Beschluss am Dienstag

Verordnung für dritten Lockdown wird finalisiert

Die neue Corona-Verordnung von Gesundheitsminister Rudolf Anschober (Grüne) für den am 26. Dezember in Kraft tretenden harten Lockdown werde „aktuell finalisiert“, hieß es am Sonntag aus dem Ministerium. Für Dienstagvormittag ist die Sitzung des Hauptausschusses des Nationalrates geplant, wo die Ausgangsbeschränkungen mit Mehrheit abgesegnet werden müssen. Wie gewohnt werde der Entwurf der Verordnung vorab an alle Parlamentsklubs übermittelt, sagte ein Sprecher.

Mit der Verordnung werden die neuen einschneidenden Maßnahmen, die die Regierung bereits am Freitag angekündigt hatte, festgeschrieben. Offiziell kundgemacht wird die Verordnung dann erst nach dem Beschluss im Hauptausschuss, der aufgrund der türkis-grünen Mehrheit gesichert ist. Geplant ist, dass ganz Österreich ab dem Stefanitag (26. Dezember) wieder heruntergefahren wird.

Der Lockdown wird laut den bereits verkündeten Plänen bis 17. Jänner dauern, allerdings nur für jene, die sich an diesem Tag oder an den beiden davor (15. und 16. Jänner) einem Corona-Gratistest unterziehen. Wer sich nicht „freitestet“, ist eine weitere Woche bis zum 24. Jänner von den vollen Kontaktbeschränkungen betroffen. In diesem Fall darf man auch dann nur aus den bekannten Gründen (etwa Einkauf, Arbeit, Unterstützung Hilfsbedürftiger oder Aufenthalt bzw. Sport im Freien) den Wohnbereich verlassen.

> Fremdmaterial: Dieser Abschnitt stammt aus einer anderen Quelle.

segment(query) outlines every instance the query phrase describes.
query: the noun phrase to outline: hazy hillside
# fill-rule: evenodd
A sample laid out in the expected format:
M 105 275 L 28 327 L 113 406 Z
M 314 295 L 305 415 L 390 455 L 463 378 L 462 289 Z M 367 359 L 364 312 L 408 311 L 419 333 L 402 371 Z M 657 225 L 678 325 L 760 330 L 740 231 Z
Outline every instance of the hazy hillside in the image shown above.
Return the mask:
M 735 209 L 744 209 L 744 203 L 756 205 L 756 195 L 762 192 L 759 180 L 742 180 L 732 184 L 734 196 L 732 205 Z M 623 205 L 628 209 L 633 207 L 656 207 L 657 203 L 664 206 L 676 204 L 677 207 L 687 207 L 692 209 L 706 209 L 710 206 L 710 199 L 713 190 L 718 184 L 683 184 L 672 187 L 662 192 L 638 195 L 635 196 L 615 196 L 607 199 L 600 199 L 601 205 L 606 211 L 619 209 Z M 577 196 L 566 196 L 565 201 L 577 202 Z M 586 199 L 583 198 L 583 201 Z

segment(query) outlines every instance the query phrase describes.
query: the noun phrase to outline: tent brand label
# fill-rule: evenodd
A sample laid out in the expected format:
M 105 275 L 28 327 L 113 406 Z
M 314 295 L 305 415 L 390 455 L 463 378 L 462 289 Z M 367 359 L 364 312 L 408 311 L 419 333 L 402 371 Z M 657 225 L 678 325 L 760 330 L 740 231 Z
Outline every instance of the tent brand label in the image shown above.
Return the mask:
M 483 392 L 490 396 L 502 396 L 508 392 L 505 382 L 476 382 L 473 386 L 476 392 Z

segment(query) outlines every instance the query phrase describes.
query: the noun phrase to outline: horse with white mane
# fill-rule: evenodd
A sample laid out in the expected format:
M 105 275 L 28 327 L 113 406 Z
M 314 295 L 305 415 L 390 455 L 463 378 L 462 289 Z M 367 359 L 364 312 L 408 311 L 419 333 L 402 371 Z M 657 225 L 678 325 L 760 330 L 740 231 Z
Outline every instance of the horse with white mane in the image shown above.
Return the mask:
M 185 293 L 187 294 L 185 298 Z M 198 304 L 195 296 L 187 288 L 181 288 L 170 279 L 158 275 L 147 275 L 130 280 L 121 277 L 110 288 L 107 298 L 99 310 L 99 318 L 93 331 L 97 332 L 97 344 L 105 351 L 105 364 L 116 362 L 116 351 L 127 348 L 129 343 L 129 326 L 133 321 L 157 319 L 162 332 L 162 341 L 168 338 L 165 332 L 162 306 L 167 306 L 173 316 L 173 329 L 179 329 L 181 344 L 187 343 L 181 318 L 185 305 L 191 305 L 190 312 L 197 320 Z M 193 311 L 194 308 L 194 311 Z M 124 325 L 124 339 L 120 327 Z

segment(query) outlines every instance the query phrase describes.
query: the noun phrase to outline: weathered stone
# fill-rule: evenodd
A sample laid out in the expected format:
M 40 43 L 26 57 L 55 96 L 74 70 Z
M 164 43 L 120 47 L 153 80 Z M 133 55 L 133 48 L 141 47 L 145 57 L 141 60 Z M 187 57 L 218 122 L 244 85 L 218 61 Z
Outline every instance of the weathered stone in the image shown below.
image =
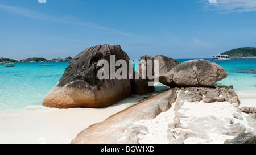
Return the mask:
M 224 144 L 256 144 L 256 136 L 251 132 L 241 133 L 233 139 L 227 139 Z
M 205 60 L 193 60 L 177 65 L 164 75 L 162 83 L 170 87 L 207 86 L 226 78 L 227 72 L 215 63 Z
M 242 117 L 241 115 L 240 115 L 240 114 L 239 114 L 238 112 L 234 112 L 232 114 L 232 115 L 234 116 L 234 118 L 238 119 L 239 120 L 243 120 L 243 117 Z
M 88 48 L 71 60 L 57 85 L 45 97 L 43 105 L 59 108 L 104 107 L 131 95 L 130 80 L 98 78 L 98 72 L 102 67 L 97 64 L 101 60 L 108 62 L 108 76 L 111 78 L 111 55 L 114 55 L 115 62 L 125 60 L 128 70 L 130 58 L 119 45 Z M 114 71 L 118 68 L 114 66 Z
M 154 57 L 154 60 L 158 60 L 159 64 L 159 77 L 164 76 L 172 68 L 180 62 L 173 58 L 162 55 L 156 55 Z M 160 82 L 161 81 L 159 81 Z
M 146 127 L 134 125 L 134 123 L 155 118 L 168 110 L 176 98 L 177 94 L 171 90 L 153 95 L 89 127 L 72 143 L 138 143 L 140 139 L 137 135 L 148 131 Z

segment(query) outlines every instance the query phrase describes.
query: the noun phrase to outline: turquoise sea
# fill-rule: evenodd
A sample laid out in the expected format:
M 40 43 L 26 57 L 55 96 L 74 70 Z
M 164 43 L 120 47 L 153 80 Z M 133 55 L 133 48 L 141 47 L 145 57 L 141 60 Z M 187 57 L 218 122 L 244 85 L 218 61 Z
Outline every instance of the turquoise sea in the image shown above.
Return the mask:
M 189 60 L 177 60 L 183 62 Z M 253 86 L 256 85 L 256 58 L 210 61 L 217 63 L 228 73 L 226 78 L 217 84 L 233 85 L 234 91 L 246 91 L 256 96 L 256 86 Z M 44 64 L 49 65 L 38 65 Z M 0 115 L 29 111 L 42 106 L 44 97 L 57 83 L 69 64 L 15 63 L 14 68 L 0 65 Z

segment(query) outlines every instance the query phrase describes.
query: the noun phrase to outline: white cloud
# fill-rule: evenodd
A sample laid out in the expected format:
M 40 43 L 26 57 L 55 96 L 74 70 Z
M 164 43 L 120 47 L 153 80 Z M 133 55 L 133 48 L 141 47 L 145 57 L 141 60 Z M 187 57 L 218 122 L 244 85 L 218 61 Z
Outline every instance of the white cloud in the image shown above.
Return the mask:
M 217 0 L 217 3 L 210 3 L 208 0 L 197 1 L 203 3 L 204 7 L 210 10 L 221 12 L 251 12 L 256 11 L 255 0 Z
M 57 17 L 52 15 L 48 15 L 45 13 L 40 12 L 32 10 L 1 4 L 0 4 L 0 10 L 3 10 L 12 14 L 34 18 L 37 20 L 73 24 L 79 26 L 90 28 L 97 31 L 100 30 L 101 31 L 104 31 L 104 33 L 109 33 L 112 35 L 124 36 L 126 37 L 133 37 L 145 39 L 144 36 L 142 36 L 137 34 L 127 33 L 111 28 L 96 25 L 89 22 L 77 21 L 77 20 L 76 20 L 75 18 L 70 16 L 66 17 Z

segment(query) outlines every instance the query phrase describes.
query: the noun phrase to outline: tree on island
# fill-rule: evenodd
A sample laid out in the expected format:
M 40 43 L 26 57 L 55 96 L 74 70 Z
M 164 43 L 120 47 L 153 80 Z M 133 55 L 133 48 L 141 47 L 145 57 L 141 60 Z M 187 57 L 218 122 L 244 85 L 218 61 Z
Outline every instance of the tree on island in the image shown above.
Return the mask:
M 234 58 L 255 57 L 256 57 L 256 48 L 246 47 L 226 51 L 222 55 L 228 55 Z

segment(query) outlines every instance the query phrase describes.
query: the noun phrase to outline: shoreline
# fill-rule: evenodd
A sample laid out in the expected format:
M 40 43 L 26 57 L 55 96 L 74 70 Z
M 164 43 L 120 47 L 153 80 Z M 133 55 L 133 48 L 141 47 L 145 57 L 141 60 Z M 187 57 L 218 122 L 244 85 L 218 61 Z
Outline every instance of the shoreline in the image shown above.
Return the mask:
M 246 92 L 236 93 L 241 100 L 240 107 L 256 107 L 256 97 Z M 57 109 L 39 106 L 31 107 L 31 112 L 2 115 L 0 144 L 69 144 L 88 127 L 104 121 L 155 93 L 134 95 L 106 108 Z M 161 115 L 165 114 L 159 116 Z M 142 140 L 142 143 L 143 141 L 147 141 Z

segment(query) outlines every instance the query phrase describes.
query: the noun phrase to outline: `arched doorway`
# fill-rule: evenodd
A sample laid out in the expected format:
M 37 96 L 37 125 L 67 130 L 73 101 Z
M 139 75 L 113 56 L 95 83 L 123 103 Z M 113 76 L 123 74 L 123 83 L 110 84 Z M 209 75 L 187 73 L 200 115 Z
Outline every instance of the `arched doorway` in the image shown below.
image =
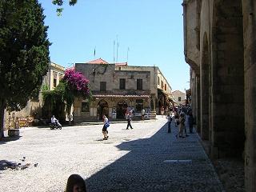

Handel und Friseure bis zum 17. Jänner zu
Der Handel schließt während des Lockdowns bis 17. Jänner komplett, offen bleiben wie schon während der vorherigen Lockdowns nur Grundversorger (etwa der Lebensmittelhandel oder Apotheken). Persönliche Dienstleister wie Friseure müssen ebenfalls zusperren.

An den Schulen geht es nach den Ferien, die bis zum 7. Jänner dauern, bis zum 17. Jänner nur im Distanz-Unterricht weiter. Auch die Kultur-, Gastronomie- und Beherbergungsbetriebe bleiben geschlossen. Den Ländern wird es allerdings freigestellt, den Skibetrieb ab 24. Dezember zu erlauben, und diese werden das wohl auch tun.

Zu Silvester wird es eher ruhig werden: Denn auch dann gelten wieder die Kontaktbeschränkungen, und zwar rund um die Uhr: Gestattet ist ab 26. Dezember nur mehr das Zusammenkommen zweier Haushalte, dabei darf aber nur ein Einzelner eines Haushaltes mehrere andere Haushaltszugehörige treffen.